WILD è un progetto di salvaguardia che mira a raccontare la storia degli ultimi luoghi ancora disabitati sulla terra. Nei successivi quattro anni, i fotografi ed esploratori Helle Olsen e Uri Golman, viaggeranno sull'intero globo, nei sette continenti, per documentare in un libro ed in una mostra fotografica questi luoghi selvaggi. Il tutto per ispirare i grandi leader mondiali e l'opinione pubblica ad avere più cura delle ultime riserve naturali esistenti. Helle e Uri lavoreranno in più di quindici diverse location e le loro foto e storie saranno pubblicate passo passo durante il loro cammino. Le prime due opere, la foresta boreale in Finlandia e sul parco più grande del mondo in Groenlandia, verranno pubblicate dal Nordic National Geographic nel 2016.
AKU Trekking & Outdoor Footwear e i fotografi Helle Olsen e Uri Golman hanno deciso collaborare in questo progetto, entrambi interessati a raccontare la bellezza dei luoghi selvaggi.

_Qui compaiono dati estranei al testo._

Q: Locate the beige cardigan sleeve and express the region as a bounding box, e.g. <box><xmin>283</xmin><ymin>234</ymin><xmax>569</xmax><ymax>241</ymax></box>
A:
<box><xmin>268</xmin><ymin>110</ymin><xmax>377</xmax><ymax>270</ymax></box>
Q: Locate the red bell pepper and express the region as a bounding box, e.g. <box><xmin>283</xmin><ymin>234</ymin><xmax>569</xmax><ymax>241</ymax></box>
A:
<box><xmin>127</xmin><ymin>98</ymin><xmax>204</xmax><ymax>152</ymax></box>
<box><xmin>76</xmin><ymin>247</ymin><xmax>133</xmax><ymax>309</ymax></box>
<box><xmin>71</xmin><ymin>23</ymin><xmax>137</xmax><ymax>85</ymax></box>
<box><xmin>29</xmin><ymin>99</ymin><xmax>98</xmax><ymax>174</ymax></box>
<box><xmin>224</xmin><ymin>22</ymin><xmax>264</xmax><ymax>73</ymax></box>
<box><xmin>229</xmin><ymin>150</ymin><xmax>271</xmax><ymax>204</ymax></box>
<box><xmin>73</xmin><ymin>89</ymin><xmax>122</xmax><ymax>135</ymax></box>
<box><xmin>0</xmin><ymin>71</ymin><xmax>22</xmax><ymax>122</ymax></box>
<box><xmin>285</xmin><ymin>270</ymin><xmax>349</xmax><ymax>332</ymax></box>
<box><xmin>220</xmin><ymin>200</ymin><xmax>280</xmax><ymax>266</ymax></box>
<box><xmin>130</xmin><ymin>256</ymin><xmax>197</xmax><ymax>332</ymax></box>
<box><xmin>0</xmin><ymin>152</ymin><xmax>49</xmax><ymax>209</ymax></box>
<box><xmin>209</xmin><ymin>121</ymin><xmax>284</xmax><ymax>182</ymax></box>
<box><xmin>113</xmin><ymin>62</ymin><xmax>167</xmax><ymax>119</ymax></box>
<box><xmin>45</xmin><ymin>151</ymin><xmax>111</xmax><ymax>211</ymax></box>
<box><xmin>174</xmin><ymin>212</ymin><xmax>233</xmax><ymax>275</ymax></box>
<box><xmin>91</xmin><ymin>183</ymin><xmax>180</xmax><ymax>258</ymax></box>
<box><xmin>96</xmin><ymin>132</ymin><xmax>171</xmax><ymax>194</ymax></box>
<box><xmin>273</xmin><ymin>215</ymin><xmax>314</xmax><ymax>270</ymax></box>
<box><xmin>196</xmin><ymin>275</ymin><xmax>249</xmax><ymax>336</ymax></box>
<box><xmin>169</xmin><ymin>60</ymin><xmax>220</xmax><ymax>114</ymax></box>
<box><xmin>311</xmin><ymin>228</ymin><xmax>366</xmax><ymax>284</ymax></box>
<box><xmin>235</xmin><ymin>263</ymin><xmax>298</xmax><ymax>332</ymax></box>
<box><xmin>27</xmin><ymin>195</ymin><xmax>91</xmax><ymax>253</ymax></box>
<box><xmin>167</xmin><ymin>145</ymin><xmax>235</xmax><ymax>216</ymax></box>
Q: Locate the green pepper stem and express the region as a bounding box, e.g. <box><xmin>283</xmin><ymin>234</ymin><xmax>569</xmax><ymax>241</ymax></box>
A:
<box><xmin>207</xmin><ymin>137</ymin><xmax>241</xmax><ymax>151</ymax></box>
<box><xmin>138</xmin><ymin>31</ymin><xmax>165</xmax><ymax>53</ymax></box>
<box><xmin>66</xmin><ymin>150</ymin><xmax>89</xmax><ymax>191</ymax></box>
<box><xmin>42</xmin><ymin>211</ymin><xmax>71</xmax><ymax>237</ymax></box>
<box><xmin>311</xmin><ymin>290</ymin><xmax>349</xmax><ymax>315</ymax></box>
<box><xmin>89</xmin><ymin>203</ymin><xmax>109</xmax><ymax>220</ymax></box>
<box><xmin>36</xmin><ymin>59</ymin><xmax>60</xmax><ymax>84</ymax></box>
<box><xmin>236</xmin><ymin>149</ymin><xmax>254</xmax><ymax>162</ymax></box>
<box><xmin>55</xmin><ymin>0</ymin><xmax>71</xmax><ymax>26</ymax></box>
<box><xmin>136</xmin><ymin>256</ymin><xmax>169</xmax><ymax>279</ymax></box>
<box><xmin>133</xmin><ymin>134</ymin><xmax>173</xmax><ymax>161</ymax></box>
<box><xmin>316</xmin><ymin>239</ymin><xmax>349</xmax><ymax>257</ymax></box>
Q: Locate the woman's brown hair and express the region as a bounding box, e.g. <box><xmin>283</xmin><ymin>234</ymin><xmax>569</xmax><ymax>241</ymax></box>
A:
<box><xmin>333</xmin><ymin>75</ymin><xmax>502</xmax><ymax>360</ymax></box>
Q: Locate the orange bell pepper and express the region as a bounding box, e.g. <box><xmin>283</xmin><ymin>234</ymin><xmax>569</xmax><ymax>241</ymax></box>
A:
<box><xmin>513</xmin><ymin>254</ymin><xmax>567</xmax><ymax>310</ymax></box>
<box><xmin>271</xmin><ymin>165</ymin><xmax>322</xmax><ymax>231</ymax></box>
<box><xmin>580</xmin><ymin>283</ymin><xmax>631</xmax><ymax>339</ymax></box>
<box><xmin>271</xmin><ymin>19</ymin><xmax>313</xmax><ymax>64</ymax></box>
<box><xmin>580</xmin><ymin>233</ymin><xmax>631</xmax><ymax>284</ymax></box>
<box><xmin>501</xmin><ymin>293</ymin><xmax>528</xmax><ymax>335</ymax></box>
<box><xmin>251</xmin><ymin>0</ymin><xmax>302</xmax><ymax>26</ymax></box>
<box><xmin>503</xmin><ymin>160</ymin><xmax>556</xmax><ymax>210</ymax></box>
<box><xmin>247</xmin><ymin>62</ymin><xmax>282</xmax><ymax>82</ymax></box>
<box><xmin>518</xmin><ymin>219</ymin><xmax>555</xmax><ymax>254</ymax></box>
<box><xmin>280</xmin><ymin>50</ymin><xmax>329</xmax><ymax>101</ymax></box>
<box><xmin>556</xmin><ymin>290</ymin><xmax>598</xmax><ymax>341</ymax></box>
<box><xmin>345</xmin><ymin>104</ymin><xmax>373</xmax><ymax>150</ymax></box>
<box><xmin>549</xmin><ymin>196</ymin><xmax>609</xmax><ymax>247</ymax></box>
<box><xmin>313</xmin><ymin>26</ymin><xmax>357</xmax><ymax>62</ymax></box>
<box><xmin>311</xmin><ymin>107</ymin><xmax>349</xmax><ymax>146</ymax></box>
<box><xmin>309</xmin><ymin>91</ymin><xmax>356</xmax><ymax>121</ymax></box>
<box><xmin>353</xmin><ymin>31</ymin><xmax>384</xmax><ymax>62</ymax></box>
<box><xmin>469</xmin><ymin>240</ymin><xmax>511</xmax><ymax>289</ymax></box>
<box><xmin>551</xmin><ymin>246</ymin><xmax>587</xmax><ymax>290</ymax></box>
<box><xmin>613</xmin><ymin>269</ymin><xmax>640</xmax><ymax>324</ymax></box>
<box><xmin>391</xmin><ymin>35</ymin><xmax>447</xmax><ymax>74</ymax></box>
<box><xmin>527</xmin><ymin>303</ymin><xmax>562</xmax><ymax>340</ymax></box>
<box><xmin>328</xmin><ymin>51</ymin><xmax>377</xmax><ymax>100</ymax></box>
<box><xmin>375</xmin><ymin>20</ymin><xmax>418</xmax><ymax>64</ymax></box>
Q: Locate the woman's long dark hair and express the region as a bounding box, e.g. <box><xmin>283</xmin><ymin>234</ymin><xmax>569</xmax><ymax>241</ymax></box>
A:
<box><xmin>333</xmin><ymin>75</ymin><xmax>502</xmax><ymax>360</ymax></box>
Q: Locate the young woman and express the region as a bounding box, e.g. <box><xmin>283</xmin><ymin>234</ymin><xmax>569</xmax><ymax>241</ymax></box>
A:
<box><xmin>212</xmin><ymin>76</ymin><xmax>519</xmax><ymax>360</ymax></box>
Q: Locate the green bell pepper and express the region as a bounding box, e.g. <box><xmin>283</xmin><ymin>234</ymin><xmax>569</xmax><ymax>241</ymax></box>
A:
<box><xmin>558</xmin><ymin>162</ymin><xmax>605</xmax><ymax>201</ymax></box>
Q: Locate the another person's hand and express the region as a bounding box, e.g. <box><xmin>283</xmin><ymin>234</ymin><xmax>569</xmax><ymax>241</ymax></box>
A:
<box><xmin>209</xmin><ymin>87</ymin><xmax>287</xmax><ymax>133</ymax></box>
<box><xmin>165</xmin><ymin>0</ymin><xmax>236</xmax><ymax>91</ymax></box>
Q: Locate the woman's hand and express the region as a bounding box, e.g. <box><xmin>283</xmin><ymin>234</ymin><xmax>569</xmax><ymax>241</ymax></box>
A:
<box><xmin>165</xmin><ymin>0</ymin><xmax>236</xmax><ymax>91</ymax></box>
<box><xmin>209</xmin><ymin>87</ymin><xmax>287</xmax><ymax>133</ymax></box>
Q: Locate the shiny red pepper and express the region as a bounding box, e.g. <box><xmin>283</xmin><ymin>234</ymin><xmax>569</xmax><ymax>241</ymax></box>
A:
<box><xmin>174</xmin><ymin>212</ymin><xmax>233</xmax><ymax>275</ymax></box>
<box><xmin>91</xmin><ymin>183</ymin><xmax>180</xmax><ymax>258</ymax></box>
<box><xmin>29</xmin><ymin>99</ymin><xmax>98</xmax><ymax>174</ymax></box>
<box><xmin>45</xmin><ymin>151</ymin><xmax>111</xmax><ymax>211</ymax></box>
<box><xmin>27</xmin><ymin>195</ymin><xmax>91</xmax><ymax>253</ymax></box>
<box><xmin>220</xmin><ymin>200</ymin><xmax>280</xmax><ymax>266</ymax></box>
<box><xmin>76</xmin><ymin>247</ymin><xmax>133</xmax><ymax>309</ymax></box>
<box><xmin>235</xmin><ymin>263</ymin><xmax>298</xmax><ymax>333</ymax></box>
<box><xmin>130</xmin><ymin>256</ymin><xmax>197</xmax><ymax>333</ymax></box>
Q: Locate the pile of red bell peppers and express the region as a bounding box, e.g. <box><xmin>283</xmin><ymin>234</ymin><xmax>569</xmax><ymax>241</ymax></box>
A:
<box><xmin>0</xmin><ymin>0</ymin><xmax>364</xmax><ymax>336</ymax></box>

AKU inoltre fornirà ad Helle e Uri le calzature adatte alle diverse spedizioni.

I fotografi

Helle e Uri hanno un forte connessione con la natura. Uri ha sempre cercato l'avventura ed oggi è un affermato fotografo naturalista. È membro della International League of Conservation Photographers e ambasciatore Canon in Danimarca per il suo lavoro di documentazione. Helle lavora come fotografa naturalista con un diploma di laurea in archeologia del Medio Oriente e una formazione da ranger in Africa. Per quindici anni ha lavorato in tutti i sette continenti come guida ed oggi è membro del Women's Adventure Club e fotografo a pieno diritto. Insieme dedicano la loro vita all'avventura e alla salvaguardia del pianeta.